Our health-care morass is like the problems of global warming and the national debt—the kind of vast policy failure that is far easier to get into than to get out of. Americans say that they want leaders who will take on these problems. Large majorities profess support for fundamental change. Yet when it comes to specific solutions we balk. A big reason is the cost… Then we get bogged down in the innumerable, wearying complexities: whether abortions will be covered, whether states will be allowed to design their own systems, what’s an acceptable co-payment for drugs—and on and on…
If, in 2009, we actually swear in a President committed to universal health care, the fight will turn ugly…
People on the right will attack the plan as a tax-and-spend nightmare, because it will have to include some mixture of increases in business and personal-income taxes.
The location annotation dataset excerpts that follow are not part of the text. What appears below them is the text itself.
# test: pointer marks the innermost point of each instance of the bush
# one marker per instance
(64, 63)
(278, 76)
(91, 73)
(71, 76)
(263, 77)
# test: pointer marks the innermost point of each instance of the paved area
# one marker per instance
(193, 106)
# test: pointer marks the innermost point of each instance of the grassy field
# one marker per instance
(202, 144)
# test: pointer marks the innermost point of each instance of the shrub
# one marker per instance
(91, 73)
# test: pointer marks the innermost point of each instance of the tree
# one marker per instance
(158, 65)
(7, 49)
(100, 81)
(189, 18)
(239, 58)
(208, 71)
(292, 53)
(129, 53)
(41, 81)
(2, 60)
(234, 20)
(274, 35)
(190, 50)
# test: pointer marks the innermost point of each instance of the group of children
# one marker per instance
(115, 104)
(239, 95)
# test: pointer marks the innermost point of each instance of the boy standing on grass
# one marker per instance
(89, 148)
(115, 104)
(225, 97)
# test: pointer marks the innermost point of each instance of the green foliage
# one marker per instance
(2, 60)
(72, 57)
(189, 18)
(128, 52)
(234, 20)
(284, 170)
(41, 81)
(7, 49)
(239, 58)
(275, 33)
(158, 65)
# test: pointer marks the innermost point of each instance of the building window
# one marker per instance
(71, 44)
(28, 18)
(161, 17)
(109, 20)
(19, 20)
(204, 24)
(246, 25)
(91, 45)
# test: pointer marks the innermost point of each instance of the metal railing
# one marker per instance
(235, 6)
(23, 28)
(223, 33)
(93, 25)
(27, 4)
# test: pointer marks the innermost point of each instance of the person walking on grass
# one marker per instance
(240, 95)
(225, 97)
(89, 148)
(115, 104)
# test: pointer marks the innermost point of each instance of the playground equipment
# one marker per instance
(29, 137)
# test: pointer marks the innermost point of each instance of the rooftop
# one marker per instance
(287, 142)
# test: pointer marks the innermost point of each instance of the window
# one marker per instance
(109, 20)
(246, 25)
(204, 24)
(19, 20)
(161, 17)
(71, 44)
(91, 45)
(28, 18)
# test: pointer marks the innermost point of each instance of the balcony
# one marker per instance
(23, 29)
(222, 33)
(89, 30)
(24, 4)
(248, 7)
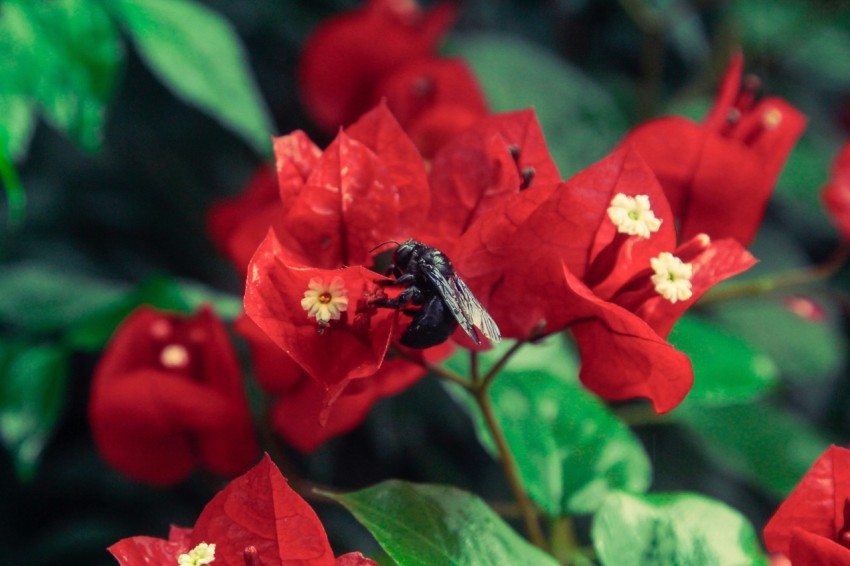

And they’ll say that it dictates your medical choices and gives government too much control. People on the left—Moore included—will attack the plan as a boondoggle for insurance companies, because it isn’t single-payer, and will say that it gives government too little control. Others will attack it for what it does or doesn’t do about malpractice litigation, birth control, acupuncture, and so forth. The debate will become angry and murky and mind-numbingly complicated, and the temptation will be to put off reform yet again.
–Atul Gawande, “Sick and Twisted”, The New Yorker, July 23, 2007
I’m glad I didn’t go to medical school in the 70’s…
The concept of the standardized patient has been around for decades, but only in recent years have medical schools made training with them a regular part of their curriculum. I talked to a 50-ish physician friend about my experiences, and he said when he was in medical school and it was time for the first rectal/genital exam, the students were told to pair off and examine each other. “So, do you pick someone you like, or someone you don’t like?” he recalled. “Either way, it’s lose-lose.”